At maximum load on gas, NOx emissions were 0.16 lb/MBtu with overfire
air and 9% FGR. This paper describes the retrofit approach, equipment
supplied, and results of combustion optimization tests on gas fuel.
INTRODUCTION:
In recent years, natural gas has become available in quantities sufficient
for use as a utility boiler fuel and at prices less than the cost of No.
6 fuel oil. Consequently, many utility companies are funding projects to
add gas-firing capability to boilers that were originally designed exclusively
for oil. In this regard, ComEd initiated a major project in September 1995
to retrofit gas combustion equipment at Units 4 and 5 of the Collins Station
in Morris, Illinois. This follows a gas conversion project by ComEd in 1992
to retrofit new gas and oil burners at Units 1, 2, and 3 of the Collins
Station, which were also originally designed for oil only. The unique aspect
of the gas conversion at Units 4 and 5 was that instead of retrofitting
new burners, the existing burners were modified to add gas-firing capability
while retaining the major components of the burners, i.e., air registers,
burner frame and support assemblies, and oil combustion equipment. For utility
companies considering gas conversion projects, this approach can significantly
reduce the cost to install the new combustion equipment.
BOILER DESCRIPTION:
Collins Units 4 and 5 are identically designed, Carolina type, natural
circulation, opposed-wall-fired boilers manufactured by the Babcock &
Wilcox Company. Each unit has a gross generating capacity of 550 MW, and
is equipped with windbox flue gas recirculation (FGR), flue gas recirculation
to the furnace hopper, and overfire air (OFA) via manually-operated NOx
ports. The boilers were originally designed to burn No. 6 fuel oil (only),
and are equipped with 28 dual-register burners. The burner arrangement
is two elevations of seven burners each on the front and rear walls. The
vertical distance between the burners is fifteen (15) feet, and the horizontal
separation is approximately six (6) feet. A dividing plate in the windbox
separates the two burner elevations. However, there are no dampers to
bias combustion air between the burner elevations. There are seven NOx
ports on each firing wall, with one port above each burner column. The
vertical distance of the NOx ports above the top burner elevation is eleven
(11) feet. Combustion air for the NOx ports is supplied from the windbox
for the to burner elevation. The steam generators are comprised of water-cooled
hoper-bottom furnace, vertical pendant superheater and reheater sections,
and a horizontal bank economizer section. The units are designed to generate
3,800,000 LB/hr of superheated steam at 1,005°F and 2,410 psig. The burners
at Collins 4 and 5 are operated in pairs and trios, i.e., burner pairs
on the wings and burner trios in the center. New oil-burning trios in
the center. New oil burning equipment was retrofitted by EPT and ComEd
in 1991 to improve oil atomization and combustion performance. The combustion
technology retrofitted is referred to as Reduced Emissions and Advanced
Combustion Hardware, or REACH.1,2 The retrofit included: (1) replacement
of Y-jet atomizers with internal-mix atomizers, (2) replacement of diffusers
with compound-curve-vane swirlers for flame stabilization, and (3) conversion
of the atomization steam system from constant steam pressure at 150 psig
to constant steam-to-oil differential pressure of 10 psid over the load
range.
Each of the twenty-eight burners was originally equipped with mechanically
coupled, inner and outer air registers operated by a single electric drive.

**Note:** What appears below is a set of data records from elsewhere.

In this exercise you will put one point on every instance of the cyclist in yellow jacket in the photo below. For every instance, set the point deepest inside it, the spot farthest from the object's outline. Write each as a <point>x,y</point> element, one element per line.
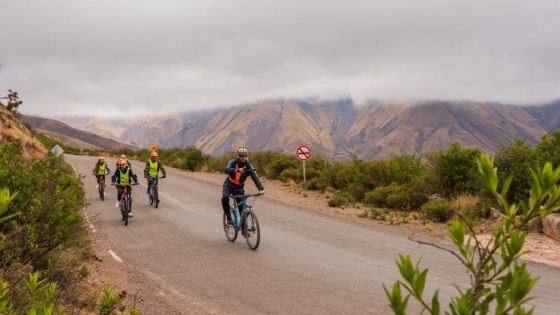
<point>153,166</point>
<point>123,177</point>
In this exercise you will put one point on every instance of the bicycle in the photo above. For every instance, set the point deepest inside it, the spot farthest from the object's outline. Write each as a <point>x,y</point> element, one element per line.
<point>245,220</point>
<point>101,185</point>
<point>153,191</point>
<point>126,202</point>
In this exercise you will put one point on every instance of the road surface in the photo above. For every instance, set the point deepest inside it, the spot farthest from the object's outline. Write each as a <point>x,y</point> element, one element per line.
<point>307,263</point>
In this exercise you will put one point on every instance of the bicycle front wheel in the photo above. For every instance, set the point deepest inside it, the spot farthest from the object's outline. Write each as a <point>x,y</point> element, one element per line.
<point>156,197</point>
<point>126,210</point>
<point>252,231</point>
<point>229,230</point>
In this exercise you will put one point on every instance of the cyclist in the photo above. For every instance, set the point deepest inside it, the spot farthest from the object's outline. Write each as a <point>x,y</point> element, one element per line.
<point>123,156</point>
<point>153,166</point>
<point>238,170</point>
<point>100,170</point>
<point>121,178</point>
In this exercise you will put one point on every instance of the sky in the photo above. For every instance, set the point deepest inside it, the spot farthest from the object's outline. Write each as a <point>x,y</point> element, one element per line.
<point>136,57</point>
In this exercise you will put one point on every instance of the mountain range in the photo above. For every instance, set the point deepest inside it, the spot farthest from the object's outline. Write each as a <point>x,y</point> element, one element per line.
<point>336,129</point>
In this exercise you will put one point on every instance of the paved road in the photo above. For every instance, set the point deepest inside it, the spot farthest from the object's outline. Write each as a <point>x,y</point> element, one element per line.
<point>307,263</point>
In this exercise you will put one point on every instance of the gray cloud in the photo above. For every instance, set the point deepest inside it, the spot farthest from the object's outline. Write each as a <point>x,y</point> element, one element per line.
<point>140,57</point>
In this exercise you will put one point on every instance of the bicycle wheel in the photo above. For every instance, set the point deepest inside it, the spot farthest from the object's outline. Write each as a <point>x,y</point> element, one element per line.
<point>229,230</point>
<point>126,210</point>
<point>251,230</point>
<point>101,191</point>
<point>156,197</point>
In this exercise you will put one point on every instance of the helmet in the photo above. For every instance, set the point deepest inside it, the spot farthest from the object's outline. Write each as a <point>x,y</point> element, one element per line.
<point>243,151</point>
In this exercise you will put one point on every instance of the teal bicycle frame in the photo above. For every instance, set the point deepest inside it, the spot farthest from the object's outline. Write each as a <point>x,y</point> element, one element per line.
<point>238,211</point>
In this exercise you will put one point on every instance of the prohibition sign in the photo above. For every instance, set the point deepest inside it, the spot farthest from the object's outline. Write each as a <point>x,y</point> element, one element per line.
<point>303,153</point>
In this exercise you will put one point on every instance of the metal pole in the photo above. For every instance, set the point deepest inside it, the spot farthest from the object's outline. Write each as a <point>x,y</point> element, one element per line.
<point>304,179</point>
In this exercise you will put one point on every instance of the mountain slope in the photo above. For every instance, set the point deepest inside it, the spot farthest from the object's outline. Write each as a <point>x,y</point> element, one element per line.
<point>72,136</point>
<point>12,129</point>
<point>340,129</point>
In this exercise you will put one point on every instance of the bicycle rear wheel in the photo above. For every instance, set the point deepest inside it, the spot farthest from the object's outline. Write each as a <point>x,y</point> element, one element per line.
<point>252,231</point>
<point>229,230</point>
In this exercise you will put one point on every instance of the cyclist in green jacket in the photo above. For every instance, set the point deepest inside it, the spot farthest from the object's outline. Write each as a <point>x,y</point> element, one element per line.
<point>100,170</point>
<point>153,166</point>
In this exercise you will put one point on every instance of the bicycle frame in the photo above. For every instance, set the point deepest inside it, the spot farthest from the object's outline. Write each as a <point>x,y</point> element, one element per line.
<point>238,208</point>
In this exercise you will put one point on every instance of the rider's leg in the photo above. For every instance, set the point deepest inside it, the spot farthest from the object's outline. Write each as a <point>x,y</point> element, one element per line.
<point>226,192</point>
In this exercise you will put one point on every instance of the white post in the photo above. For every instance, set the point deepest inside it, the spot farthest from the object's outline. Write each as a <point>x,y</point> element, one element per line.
<point>304,179</point>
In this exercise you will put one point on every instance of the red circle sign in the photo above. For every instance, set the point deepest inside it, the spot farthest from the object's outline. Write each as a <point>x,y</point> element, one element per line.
<point>303,153</point>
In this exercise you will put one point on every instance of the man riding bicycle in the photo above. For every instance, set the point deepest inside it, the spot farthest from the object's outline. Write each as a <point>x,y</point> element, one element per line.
<point>123,157</point>
<point>153,166</point>
<point>101,169</point>
<point>238,170</point>
<point>122,178</point>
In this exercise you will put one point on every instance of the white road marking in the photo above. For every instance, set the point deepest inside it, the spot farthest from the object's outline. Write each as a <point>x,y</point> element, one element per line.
<point>115,256</point>
<point>88,221</point>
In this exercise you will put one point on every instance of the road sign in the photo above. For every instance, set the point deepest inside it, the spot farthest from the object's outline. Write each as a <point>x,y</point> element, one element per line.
<point>303,153</point>
<point>57,150</point>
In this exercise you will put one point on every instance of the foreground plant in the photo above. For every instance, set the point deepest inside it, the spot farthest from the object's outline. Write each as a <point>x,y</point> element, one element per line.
<point>503,283</point>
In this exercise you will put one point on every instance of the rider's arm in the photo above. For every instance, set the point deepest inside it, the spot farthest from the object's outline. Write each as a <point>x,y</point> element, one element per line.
<point>115,176</point>
<point>133,176</point>
<point>230,168</point>
<point>162,169</point>
<point>255,177</point>
<point>146,169</point>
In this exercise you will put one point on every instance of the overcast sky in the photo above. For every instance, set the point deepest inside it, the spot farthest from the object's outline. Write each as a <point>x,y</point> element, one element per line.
<point>143,57</point>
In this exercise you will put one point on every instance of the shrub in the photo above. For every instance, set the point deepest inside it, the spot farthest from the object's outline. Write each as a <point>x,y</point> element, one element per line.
<point>378,197</point>
<point>517,159</point>
<point>438,210</point>
<point>455,171</point>
<point>339,200</point>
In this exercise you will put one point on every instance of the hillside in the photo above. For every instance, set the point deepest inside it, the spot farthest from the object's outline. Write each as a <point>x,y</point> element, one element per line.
<point>13,129</point>
<point>341,129</point>
<point>71,136</point>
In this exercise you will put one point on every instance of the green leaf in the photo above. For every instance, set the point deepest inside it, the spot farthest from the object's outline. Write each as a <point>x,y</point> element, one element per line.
<point>435,303</point>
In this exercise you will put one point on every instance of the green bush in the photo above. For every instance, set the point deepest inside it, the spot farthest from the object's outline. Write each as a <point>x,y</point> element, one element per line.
<point>455,171</point>
<point>517,159</point>
<point>438,210</point>
<point>339,200</point>
<point>49,196</point>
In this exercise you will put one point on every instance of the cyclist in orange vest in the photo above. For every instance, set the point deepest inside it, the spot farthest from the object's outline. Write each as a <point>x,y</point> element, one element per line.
<point>238,170</point>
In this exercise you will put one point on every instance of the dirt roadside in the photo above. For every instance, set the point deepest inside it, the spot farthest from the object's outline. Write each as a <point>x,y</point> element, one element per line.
<point>538,247</point>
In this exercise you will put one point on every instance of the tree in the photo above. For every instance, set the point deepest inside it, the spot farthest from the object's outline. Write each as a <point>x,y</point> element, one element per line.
<point>502,284</point>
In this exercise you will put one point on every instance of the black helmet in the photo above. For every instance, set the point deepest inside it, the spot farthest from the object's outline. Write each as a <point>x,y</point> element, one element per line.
<point>243,151</point>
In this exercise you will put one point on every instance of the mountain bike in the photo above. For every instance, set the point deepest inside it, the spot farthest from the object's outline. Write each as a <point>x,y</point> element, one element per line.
<point>153,191</point>
<point>101,185</point>
<point>126,202</point>
<point>245,220</point>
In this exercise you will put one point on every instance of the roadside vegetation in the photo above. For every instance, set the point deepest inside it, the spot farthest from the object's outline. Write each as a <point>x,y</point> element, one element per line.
<point>497,285</point>
<point>437,186</point>
<point>44,247</point>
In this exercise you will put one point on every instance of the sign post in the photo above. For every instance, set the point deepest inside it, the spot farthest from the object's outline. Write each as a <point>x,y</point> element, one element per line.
<point>303,153</point>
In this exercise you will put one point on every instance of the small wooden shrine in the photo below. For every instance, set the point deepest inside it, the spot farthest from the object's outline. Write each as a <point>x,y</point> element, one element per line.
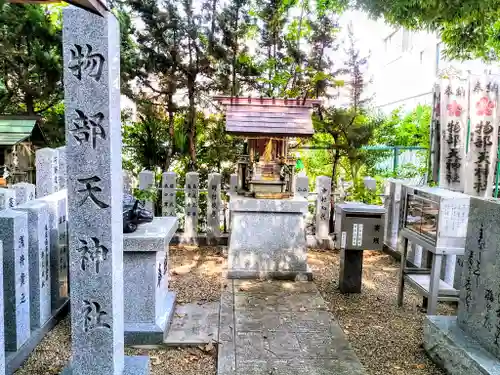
<point>265,170</point>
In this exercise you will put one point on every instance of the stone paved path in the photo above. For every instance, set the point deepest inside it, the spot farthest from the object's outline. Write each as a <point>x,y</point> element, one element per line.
<point>280,328</point>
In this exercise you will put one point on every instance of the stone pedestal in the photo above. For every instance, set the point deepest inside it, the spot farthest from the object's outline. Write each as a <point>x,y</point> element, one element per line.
<point>268,238</point>
<point>148,306</point>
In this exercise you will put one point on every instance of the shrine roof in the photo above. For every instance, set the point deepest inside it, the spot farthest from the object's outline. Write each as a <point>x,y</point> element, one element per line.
<point>268,116</point>
<point>15,129</point>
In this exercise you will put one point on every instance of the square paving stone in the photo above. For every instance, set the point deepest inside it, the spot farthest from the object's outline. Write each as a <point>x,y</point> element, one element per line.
<point>320,345</point>
<point>299,367</point>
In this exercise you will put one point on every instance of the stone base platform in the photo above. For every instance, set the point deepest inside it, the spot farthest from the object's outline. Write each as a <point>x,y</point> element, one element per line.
<point>137,365</point>
<point>151,333</point>
<point>455,351</point>
<point>267,238</point>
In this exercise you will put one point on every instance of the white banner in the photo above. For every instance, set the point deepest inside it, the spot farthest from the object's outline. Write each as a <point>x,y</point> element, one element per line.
<point>454,114</point>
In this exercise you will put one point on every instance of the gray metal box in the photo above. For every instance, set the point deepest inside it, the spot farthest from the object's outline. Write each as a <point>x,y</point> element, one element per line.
<point>359,226</point>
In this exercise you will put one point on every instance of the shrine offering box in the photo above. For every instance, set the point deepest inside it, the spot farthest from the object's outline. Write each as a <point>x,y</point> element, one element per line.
<point>436,218</point>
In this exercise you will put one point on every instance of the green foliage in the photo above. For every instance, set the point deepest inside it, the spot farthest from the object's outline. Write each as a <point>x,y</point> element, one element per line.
<point>469,28</point>
<point>30,58</point>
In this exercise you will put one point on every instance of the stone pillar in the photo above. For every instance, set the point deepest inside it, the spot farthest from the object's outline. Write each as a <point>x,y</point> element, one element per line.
<point>57,204</point>
<point>47,167</point>
<point>302,186</point>
<point>91,51</point>
<point>7,198</point>
<point>213,205</point>
<point>127,182</point>
<point>63,173</point>
<point>147,181</point>
<point>24,192</point>
<point>39,261</point>
<point>16,292</point>
<point>168,194</point>
<point>323,188</point>
<point>191,206</point>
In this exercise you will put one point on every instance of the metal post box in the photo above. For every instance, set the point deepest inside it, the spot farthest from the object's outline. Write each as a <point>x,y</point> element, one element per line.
<point>359,226</point>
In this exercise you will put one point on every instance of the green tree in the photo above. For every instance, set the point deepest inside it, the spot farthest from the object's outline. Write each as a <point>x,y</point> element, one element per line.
<point>30,58</point>
<point>469,28</point>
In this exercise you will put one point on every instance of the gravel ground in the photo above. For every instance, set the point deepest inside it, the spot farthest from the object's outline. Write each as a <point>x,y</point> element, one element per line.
<point>387,339</point>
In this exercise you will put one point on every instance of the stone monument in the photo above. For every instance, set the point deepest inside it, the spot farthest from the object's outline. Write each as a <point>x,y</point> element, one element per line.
<point>57,205</point>
<point>47,167</point>
<point>24,192</point>
<point>7,198</point>
<point>2,337</point>
<point>213,207</point>
<point>192,192</point>
<point>147,181</point>
<point>149,307</point>
<point>91,51</point>
<point>470,343</point>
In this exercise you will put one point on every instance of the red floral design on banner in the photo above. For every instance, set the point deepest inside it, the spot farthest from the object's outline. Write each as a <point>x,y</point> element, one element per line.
<point>485,107</point>
<point>454,109</point>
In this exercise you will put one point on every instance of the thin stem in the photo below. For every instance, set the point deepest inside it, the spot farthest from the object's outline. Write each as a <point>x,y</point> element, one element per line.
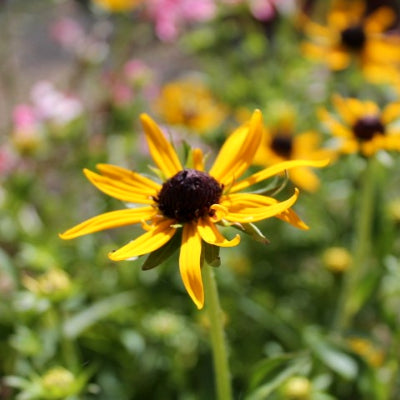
<point>220,354</point>
<point>352,298</point>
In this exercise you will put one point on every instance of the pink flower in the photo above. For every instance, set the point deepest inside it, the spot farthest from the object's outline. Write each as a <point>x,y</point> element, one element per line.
<point>54,106</point>
<point>171,15</point>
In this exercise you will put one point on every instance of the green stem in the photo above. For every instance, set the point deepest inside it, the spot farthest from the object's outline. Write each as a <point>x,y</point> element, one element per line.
<point>220,354</point>
<point>353,294</point>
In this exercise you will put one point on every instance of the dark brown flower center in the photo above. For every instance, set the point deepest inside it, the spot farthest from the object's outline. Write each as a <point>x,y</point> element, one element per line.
<point>188,195</point>
<point>282,145</point>
<point>353,37</point>
<point>367,127</point>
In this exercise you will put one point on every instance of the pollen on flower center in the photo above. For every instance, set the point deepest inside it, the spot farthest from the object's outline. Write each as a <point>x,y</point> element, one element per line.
<point>282,145</point>
<point>188,195</point>
<point>353,37</point>
<point>366,128</point>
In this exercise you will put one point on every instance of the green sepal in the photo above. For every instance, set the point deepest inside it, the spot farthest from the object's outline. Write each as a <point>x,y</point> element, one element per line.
<point>251,230</point>
<point>158,256</point>
<point>211,254</point>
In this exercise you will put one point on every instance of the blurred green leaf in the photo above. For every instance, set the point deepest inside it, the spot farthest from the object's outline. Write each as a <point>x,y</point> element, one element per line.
<point>75,325</point>
<point>331,355</point>
<point>271,373</point>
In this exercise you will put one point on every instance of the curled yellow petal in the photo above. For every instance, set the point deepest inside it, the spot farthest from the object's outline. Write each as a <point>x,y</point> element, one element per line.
<point>237,153</point>
<point>249,210</point>
<point>274,170</point>
<point>160,148</point>
<point>146,243</point>
<point>189,264</point>
<point>210,234</point>
<point>113,219</point>
<point>129,192</point>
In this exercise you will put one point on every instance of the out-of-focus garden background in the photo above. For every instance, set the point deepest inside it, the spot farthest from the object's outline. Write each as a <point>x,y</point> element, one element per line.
<point>314,314</point>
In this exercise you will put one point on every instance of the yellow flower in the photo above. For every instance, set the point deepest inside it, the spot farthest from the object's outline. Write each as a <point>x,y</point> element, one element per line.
<point>191,104</point>
<point>190,201</point>
<point>367,350</point>
<point>363,127</point>
<point>279,143</point>
<point>337,259</point>
<point>117,5</point>
<point>351,34</point>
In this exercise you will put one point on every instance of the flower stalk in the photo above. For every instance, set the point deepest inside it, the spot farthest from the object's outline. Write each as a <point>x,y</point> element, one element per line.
<point>218,343</point>
<point>352,296</point>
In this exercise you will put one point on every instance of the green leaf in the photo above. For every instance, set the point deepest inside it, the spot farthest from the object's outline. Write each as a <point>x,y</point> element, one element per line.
<point>159,256</point>
<point>211,254</point>
<point>331,355</point>
<point>83,320</point>
<point>271,373</point>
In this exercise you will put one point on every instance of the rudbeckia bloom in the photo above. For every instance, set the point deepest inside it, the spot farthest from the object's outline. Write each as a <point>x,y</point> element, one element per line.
<point>190,201</point>
<point>117,5</point>
<point>363,127</point>
<point>190,103</point>
<point>281,143</point>
<point>351,34</point>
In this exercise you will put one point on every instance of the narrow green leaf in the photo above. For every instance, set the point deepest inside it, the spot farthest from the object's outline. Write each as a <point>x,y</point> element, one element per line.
<point>331,355</point>
<point>273,372</point>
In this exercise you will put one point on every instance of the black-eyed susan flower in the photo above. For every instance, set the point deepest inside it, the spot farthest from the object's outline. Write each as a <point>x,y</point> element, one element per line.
<point>362,126</point>
<point>281,143</point>
<point>189,103</point>
<point>189,201</point>
<point>353,35</point>
<point>117,5</point>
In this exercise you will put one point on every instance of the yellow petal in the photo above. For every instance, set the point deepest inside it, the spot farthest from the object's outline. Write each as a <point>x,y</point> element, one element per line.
<point>245,208</point>
<point>338,59</point>
<point>238,151</point>
<point>293,219</point>
<point>160,148</point>
<point>274,170</point>
<point>379,20</point>
<point>133,193</point>
<point>146,243</point>
<point>125,175</point>
<point>113,219</point>
<point>391,112</point>
<point>210,234</point>
<point>189,264</point>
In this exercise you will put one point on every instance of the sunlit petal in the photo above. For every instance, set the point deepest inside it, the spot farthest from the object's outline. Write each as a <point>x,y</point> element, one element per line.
<point>113,219</point>
<point>160,148</point>
<point>121,190</point>
<point>391,112</point>
<point>189,263</point>
<point>274,170</point>
<point>238,151</point>
<point>210,234</point>
<point>247,208</point>
<point>146,243</point>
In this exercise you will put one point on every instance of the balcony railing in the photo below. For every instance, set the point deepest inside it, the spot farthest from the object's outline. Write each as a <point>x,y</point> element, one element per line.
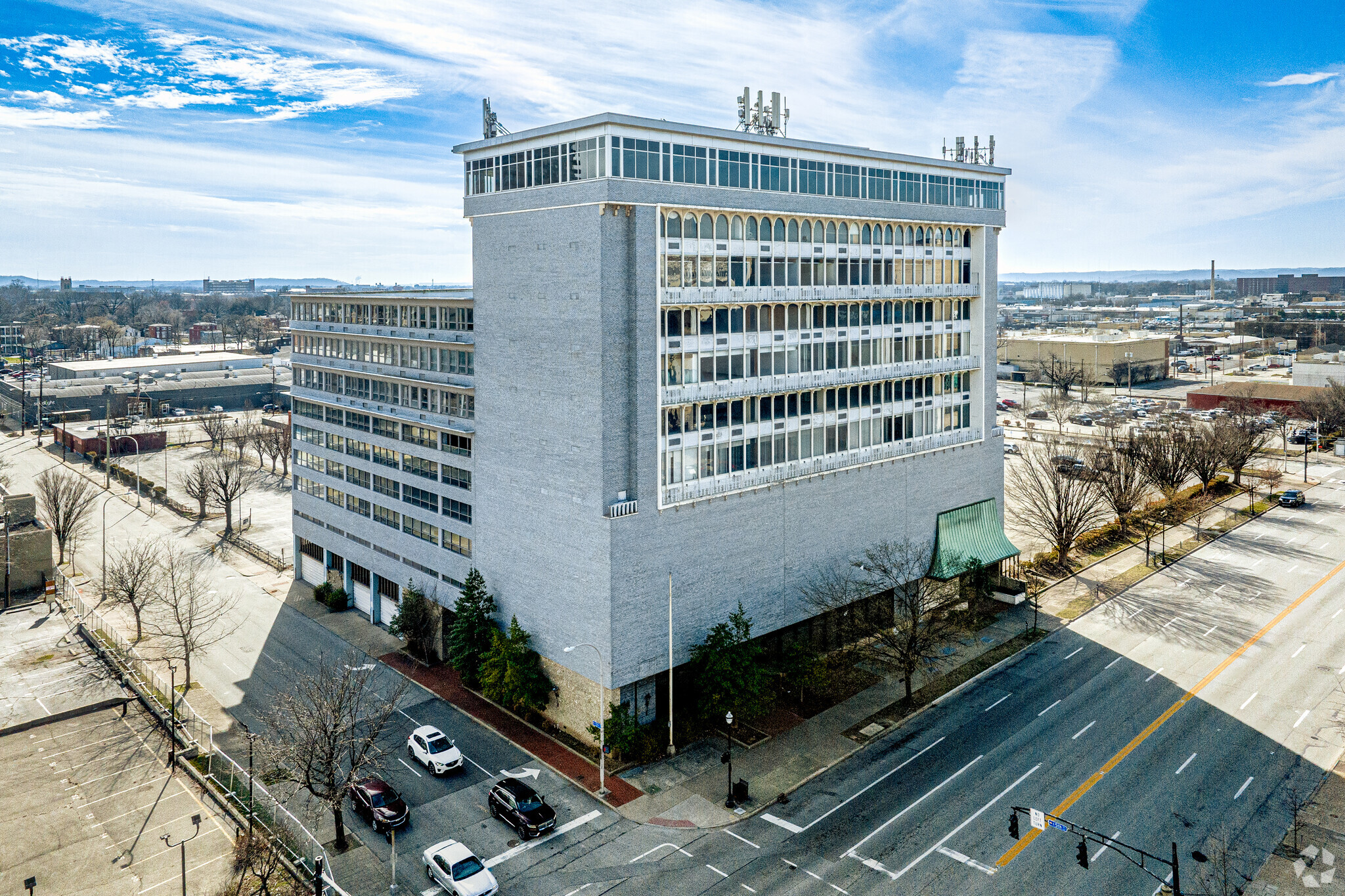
<point>747,480</point>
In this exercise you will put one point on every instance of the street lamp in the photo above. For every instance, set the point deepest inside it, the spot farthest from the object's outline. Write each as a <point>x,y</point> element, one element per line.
<point>182,844</point>
<point>602,727</point>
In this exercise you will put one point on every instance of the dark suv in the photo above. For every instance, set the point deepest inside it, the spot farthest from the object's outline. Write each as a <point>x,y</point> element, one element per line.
<point>519,806</point>
<point>377,802</point>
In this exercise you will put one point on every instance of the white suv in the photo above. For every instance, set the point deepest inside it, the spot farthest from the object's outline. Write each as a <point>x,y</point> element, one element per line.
<point>430,747</point>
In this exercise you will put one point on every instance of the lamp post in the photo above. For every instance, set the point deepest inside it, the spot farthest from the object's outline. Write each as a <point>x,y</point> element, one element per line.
<point>182,844</point>
<point>728,758</point>
<point>602,727</point>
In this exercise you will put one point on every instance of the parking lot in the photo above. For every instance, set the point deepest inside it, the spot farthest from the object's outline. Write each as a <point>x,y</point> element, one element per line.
<point>88,801</point>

The out air registers are 54-inch diameter, and the inner registers are
42-inch diameter. There are twelve, 12-inch wide flat blades on each of
the inner and outer registers. The air registers have multiple purposes:
(1) to induce swirl to the combustion air for aerodynamically stabilizing
the flame; (2) to proportion air between the inner and outer air zones
of the burner for NOx control; (3) to permit throttling of air flow through
achieve uniformity among all the burners; and (4) shutoff of combustion
air to the burners. Approximately 45% of the combustion air (not counting
what flows through the inner air register and 55% through the outer air
register. Binding of the air registers was historically a maintenance
problem at Collins. Moreover, when adjusting the registers for optimum
flame shape on individual burners, the uniformity of the air flow distribution
among the burners was affected.
PROJECT DESCRIPTION:
Electric Power Technologies, Inc. (EPT) was retained as prime contractor
by ComEd to design and furnish retrofittable, gas-burning equipment to
convert the existing burners at Collins Units 4 and 5 from oil-only to
gas-and-oil operation. EPT subcontracted with Ansaldo Energia s.p.a. (Ansaldo)
and Combustion Technologies, Ltd. (CTL) for supply of specific burner
components. EPT, Ansaldo, and CTL supplied the following for each unit:
- Gas Burner Assemblies. Gas manifold and six adjustable
pokers per burner (designed and supplied by Ansaldo), flame stabilizer,
flame detector, and flexible hoses to connect to the main gas header.
Figure 1 shows a schematic drawing of the gas burner elements.
- Automated Sliding Sleeve Air Registers for the Main Burners.
Sliding sleeves with electric linear drives were retrofitted to permit
control of air flow balance among the burners, and positive shut-off
of out-of-service burners. The sliding sleeve assembly consisted of
a two-sleeve design as shown in Figure 2, one sleeve for the out air
register and one for the inner air register. The inner and outer vane
air registers were decoupled, and the electric drives were removed.
Manual adjustment mechanisms were then installed to permit the positions
of the inner and outer registers to be independently adjusted for optimum
flame shape.
- Automated Sliding Sleeve Air Register for NOx Ports.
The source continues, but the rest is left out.